Baptist World Aid Australia is a Christian NGO supporting individuals and communities around the world. After the tragedy of the Rana Plaza factory collapse in Bangladesh, Baptist took action to shed light on what fashion brands and companies are doing to address forced labour, child labour and exploitation of workers in their supply chains.
The Ethical Fashion Report was first launched in 2013 - and has tracked progress within the industry having released 7 reports to date. The report scores Brands A+ to F based on how well they support workers. Tearfund is the New Zealand based Christian NGO managing NZ based fashion brands participation of The Ethical Fashion Report.
GLASSONS ETHICAL FASHION REPORT RESULTS
In the latest published 2021 Ethical Fashion Report; Glassons scored an A.
The journey we've been on over the last 6 years has given us a broad and deep understanding of ethical principles, cultural diversity, and issues facing workers. It's helped us to achieve greater transparency in complex supply chains and meet the challenges we all face, from a global pandemic to climate change.
The COVID-19 pandemic has had a severe effect on global health and economies. The entire industry has been disrupted bringing unprecedented challenges to our business and the people within it. Through the pandemic our immediate focus was to protect our staff, suppliers and the workers with in our supply chain. Working very closely with our supply partners, adapting and navigating through the challenges.
The pandemic has provided an opportunity for the industry to pause and re-think the future. To enable us to build back better; we are focusing on how we work, sustainability, technology, and communication.

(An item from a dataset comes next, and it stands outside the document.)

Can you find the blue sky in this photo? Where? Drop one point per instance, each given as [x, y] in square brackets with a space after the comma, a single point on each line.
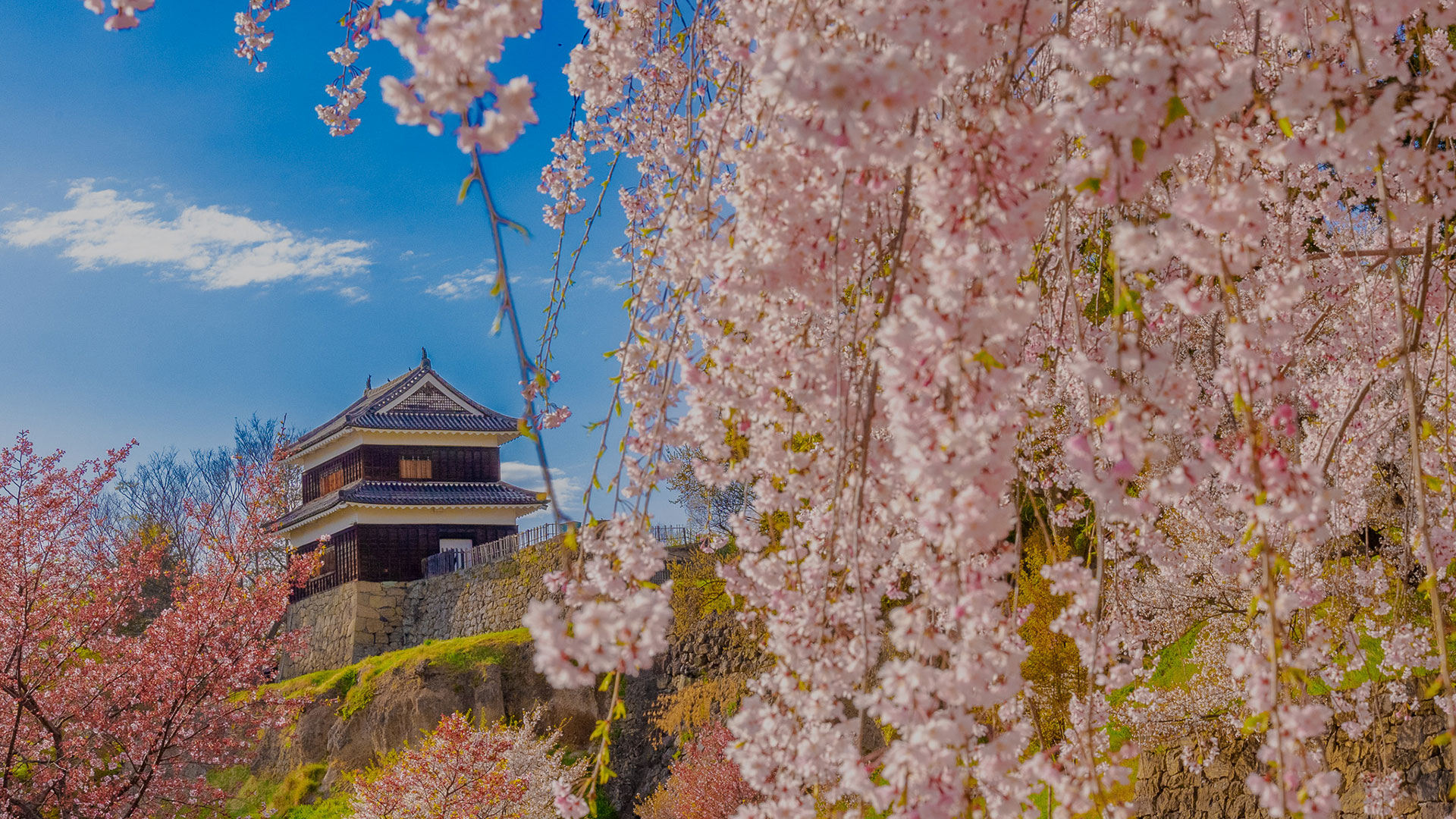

Hallenstein Glassons are committed to standing alongside our suppliers in these unprecedented times. In support of the Tearfund Covid Fashion Commitment, we fully endorse the call to action in supporting garment workers in our supply chain. In recognising our responsibility throughout the impact of COVID-19, we have worked closely with our suppliers and ensured flexibility on payment terms to support the respective businesses. We have paid in full for all goods that left factories prior to lockdown and remain committed to taking delivery of all finished orders. Whilst for a brief period in lockdown we did pause buying, we are now back trading and receipting orders from previously made garments and proactively working with suppliers on fabrics that we have committed too. We recognise the importance of collaboration with our partners to ensure we have a clear understanding of the challenges facing their business and workers. We value the continued support from SgT Qualspec and the work they do in supporting worker welfare and assessing compliance to our Code of Conduct. To further enable our commitment to support workers, we have engaged China NGO - Inno, offering independent support and guidance to workers on a case by cases basis. We value our relationships, with many of our suppliers having worked with us for over 10 years. The strong partnerships that we have formed has allowed us to work collaboratively to help mitigate the economic impact on supplier's businesses and workers as the world responds to COVID-19.
In 2020 the ethical fashion report was replaced with the Tearfund COVID-19 6 Fashion Commitments.
Glassons made a public commitment to support our factory workers and signed up to the Tearfund 6 Fashion Commitments, which are:
- Support workers' wages, honouring supplier commitments.
- Identify workers at greatest risk
- Listen to the voices and experience of workers.
- Ensure workers' rights and safety are respected.
- Collaborate with others to protect venerable workers.
- Build back better for workers and the world.
Tearfund/Baptist world released the results in October 2020, and we are pleased to update that Glassons took action to ALL 6 COVID-19 Fashion commitments as listed above, achieving the best result possible.